Coalition ou union de partis ?

Coalition et casse-tête

Coalition de partis nationaux ou sections nationales de partis internationaux, c’est l’offre politique  naturelle pour ces élections. Il faut que les partis trouvent des associés dans une majorité d’autres pays européens afin de donner une coloration européenne à leur candidature.

Afin d’exister au Parlement européen il faut constituer un groupe de 25 députés venant d’au moins 7 pays. Pour les partis purement nationaux il y a deux possibilités : soit il y a une entente préalable aux élections soit l’entente est postérieure. Chaque parti tente de son côté d’avoir le maximum d’élus, constituant ultérieurement un groupe en fonction des effectifs.

Situation du PPE ?

La tension monte au sein du PPE (Parti populaire européen) à propos du maintien ou de l’intégration de députés de partis au pouvoir dans les démocratures. La présence du Fidesz de Viktor Orban est contestée et plusieurs députés du PPE ont voté en faveur de sanctions visant la Hongrie. Notons que le candidat tête de liste LR Françoois-Xavier Bellamy a déclaré qu’il n’aurait pas voté la sanction. Lors de la réunion du PPE suspendant le Fidesz du parti, les Français ont été minoritaires dans leur soutien au dirigeant hongrois.

Le retour du Cavaliere

Le PPE va probablement voir revenir un homme politique italien bien connu, Silvio Berlusconi. C’est ce qu’a annoncé (12 juillet) Alberto Tajani, actuel président du Parlement européen, pour lui en se présentant à Naples, l’ancien président du Conseil devrait lancer la reconquête du Sud.

C’est très éloigné des positions de certains eurodéputés français du PPE comme le Professeur Philippe Juvin dont la lettre n°45 intitulée “Refonder l’Europe” est éclairante. Nous en extrayons un paragraphe :

Il faut donner à l’Union européenne les moyens de décider vite et fort. Le processus législatif européen sera simplifié : le règlement deviendra l’outil législatif de base, mettant ainsi fin au débat sur les transpositions. Au conseil, l’unanimité ne sera plus requise, sauf pour modifier les traités ou admettre un nouveau membre.

Notons que lors du vote du Parlement européen condamnant Viktor Orban, Philippe Juvin s’est abstenu…

Le Parti socialiste

Renaissance

La liste menée par Nathalie Loiseau, conformément  à l’esprit des listes transnationales repoussées par le PPE au Parlement européen,  a inclus sept non Français dont Chrysoula Zacharopoulo (Grèce) et Sandro Gozi (Italie), président de l’UEF (Union des Fédéralistes européens), parmi les 30 premiers.
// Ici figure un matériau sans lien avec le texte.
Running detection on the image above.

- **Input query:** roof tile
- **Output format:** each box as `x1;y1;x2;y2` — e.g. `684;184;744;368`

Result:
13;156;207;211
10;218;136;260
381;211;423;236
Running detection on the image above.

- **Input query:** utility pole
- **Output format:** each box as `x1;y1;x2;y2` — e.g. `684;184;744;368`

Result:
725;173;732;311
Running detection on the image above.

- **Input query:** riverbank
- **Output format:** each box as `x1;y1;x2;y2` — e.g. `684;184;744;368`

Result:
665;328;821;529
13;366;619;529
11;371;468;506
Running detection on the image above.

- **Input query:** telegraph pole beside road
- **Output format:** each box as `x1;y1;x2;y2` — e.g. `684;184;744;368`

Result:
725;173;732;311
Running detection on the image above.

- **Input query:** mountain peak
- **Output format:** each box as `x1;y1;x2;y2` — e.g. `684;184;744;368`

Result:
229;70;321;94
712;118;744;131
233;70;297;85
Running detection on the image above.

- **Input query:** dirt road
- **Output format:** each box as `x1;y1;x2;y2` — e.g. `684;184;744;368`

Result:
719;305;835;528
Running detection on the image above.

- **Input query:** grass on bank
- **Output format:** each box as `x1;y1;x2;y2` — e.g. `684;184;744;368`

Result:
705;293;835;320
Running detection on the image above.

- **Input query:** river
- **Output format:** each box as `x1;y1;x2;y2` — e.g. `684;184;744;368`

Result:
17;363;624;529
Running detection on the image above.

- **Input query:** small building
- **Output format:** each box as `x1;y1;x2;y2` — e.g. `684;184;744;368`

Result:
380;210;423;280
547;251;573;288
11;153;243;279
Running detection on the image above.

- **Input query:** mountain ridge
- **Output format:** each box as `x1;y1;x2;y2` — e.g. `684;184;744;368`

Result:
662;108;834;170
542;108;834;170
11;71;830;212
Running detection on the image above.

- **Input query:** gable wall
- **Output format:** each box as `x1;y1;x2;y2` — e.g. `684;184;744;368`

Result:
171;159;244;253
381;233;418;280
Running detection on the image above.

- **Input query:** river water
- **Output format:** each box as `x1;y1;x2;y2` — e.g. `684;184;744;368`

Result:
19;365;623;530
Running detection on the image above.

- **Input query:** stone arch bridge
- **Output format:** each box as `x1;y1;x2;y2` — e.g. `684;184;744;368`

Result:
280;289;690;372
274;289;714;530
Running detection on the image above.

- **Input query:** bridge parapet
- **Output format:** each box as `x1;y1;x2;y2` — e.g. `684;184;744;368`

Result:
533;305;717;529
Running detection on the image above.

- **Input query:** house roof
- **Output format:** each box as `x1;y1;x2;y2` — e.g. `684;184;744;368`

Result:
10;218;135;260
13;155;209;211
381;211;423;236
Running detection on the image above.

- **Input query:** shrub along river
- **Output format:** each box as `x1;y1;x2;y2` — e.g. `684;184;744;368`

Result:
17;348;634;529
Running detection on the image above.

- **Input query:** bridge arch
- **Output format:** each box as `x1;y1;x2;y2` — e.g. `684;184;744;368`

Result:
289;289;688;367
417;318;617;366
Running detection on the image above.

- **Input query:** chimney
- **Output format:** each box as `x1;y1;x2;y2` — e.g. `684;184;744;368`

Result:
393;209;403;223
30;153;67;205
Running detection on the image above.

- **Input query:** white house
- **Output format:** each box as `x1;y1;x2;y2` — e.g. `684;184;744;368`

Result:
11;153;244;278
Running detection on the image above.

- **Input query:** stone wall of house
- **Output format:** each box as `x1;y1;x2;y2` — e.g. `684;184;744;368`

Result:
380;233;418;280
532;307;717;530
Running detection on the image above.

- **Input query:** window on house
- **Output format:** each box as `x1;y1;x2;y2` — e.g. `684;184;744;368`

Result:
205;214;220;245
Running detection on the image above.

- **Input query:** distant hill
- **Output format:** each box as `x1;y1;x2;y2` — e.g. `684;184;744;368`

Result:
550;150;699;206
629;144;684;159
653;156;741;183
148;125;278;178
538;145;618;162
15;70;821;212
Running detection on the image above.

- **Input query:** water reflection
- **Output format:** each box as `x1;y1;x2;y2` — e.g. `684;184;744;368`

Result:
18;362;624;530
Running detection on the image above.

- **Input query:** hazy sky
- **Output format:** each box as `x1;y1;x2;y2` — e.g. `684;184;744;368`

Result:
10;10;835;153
Au niveau européen, il semble qu’une trentaine de candidats seront sur des listes dans des pays dont il n’ont pas la nationalité. Ainsi Nicolas Barnier, fils de  Michel Barnier, est candidat en Belgique sur la liste du parti libéral francophone dirigé par le Premier ministre Charles Michel.

Coalition sous la bannière de Steve Bannon et Rassemblement national

L’objectif de Steve Bannon consiste à  coaliser tous les partis d’ultra-droite anti-européens afin de détruire l’Union européenne de l’intérieur en réunissant une minorité de blocage au Parlement européen. Il va leur apporter sa technicité déjà utilisée pour l’élection de Donald Trump, sa maîtrise des réseaux sociaux et aussi quelques subsides d’origine inconnue. Début août 2018, il ouvre à Bruxelles des bureaux avec 10 permanents pour lancer sa campagne.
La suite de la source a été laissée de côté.